Tuesday 14 June 2016

In the Flesh

For audio click here
“Graham, I’d like to introduce you to Tracey, she’s the new Andrew,” Malcolm, Graham’s boss smiled.
Graham looked at the woman with a perfect nose and a small crescent moon tattoo on her arm.
“Tracey with an ‘e’” Tracey said, holding out her hand out and smiling.
Graham knew full well it was Tracey with an ‘e’, He also knew that she liked horses, liked dancing and didn’t like short, middle-aged men call Graham.
He knew all this because he’d sent a message to Tracey with an ‘e’ on Match.com just three days ago, and had got a rather snotty, you are not what I am looking for reply.
If Tracey recognised him, then she was not showing it.
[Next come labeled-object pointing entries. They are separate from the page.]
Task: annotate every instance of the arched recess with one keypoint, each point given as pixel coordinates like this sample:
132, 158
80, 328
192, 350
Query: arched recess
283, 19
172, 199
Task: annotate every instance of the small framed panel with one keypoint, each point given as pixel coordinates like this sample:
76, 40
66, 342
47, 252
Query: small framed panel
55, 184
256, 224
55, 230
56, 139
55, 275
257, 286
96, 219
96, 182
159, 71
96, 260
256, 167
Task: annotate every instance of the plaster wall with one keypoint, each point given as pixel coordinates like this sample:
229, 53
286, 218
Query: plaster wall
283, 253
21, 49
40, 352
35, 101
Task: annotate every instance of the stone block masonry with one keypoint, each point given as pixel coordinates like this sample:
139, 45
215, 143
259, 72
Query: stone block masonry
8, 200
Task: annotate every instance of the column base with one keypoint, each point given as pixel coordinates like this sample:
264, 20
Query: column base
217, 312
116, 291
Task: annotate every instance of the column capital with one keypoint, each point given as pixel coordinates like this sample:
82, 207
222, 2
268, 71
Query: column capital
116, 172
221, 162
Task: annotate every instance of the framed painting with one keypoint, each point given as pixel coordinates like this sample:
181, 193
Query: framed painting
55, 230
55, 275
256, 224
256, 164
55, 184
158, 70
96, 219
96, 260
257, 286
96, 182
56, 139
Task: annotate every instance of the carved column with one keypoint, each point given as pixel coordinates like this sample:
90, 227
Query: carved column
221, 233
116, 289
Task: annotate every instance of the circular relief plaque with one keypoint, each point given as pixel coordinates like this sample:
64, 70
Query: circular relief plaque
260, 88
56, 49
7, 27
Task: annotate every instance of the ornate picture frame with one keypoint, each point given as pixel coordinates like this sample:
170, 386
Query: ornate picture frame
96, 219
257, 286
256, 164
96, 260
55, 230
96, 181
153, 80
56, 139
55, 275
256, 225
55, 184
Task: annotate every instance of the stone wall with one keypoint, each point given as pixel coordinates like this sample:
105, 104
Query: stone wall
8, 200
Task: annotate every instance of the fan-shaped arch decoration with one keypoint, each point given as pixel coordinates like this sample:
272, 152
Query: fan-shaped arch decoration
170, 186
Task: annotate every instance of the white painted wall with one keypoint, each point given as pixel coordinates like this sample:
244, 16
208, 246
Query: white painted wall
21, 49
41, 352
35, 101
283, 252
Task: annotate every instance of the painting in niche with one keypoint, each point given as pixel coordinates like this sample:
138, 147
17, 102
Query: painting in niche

He took her hand and shook it lightly and then returned to his computer screen showing her the kind of interest she’d shown him online.  Malcolm whisked Tracey away for the rest of her guided tour.  As she walked away Graham noticed she had a star tattoo behind her ear. The stupid cow was like a walking baby mobile. As he watch her shapely figure walk away, he hoped he’d have little to do with Tracey with an ‘e’.
But Malcolm had other ideas.
“Graham, I thought as you’re our best senior forecast analyst you could show Tracey her the ropes,” Malcolm said, just after lunch. Graham had no choice.
Graham wanted to hate Tracey, he really wanted to, but it was impossible. She was exactly what her online profile described her as; bubbly, friend, funny, cute.
She brought colour to the office. But most of all she was flirtatious. She touched his arm when she said thanks, she kept eye contact for just a moment too long and she started calling him Grey. I bet there’s fifty shades of you, she’d joked.  He wanted to hate her but instead he was kind of falling for her. Why had she rejected him? Had they met on a date, they could have had this kind of fun in life and not just work.

Graham looked at his watch. Still only four pm. It was one of those days that was dragging by. He looked up at Tracey; she was lost in a thought, her hair piled on top of her head in a messy bun, her glasses slipping off her nose and a pen in her mouth. She looked adorable. Adorable, but not interested in short middle-aged men called Graham.
She looked up and smiled. Damn, she’d caught him staring at him.
“Hey,” she said. He was worried she was going tell him off. “Why don’t me and you go for a drink this evening.” She pushed her glasses up her nose.

Graham’s head went spinning. Now was his chance for revenge.
You are not what I am looking for, he thought. “I’d love to,” he said. But now he had one problem, should he tell her she’d rejected him on the dating website.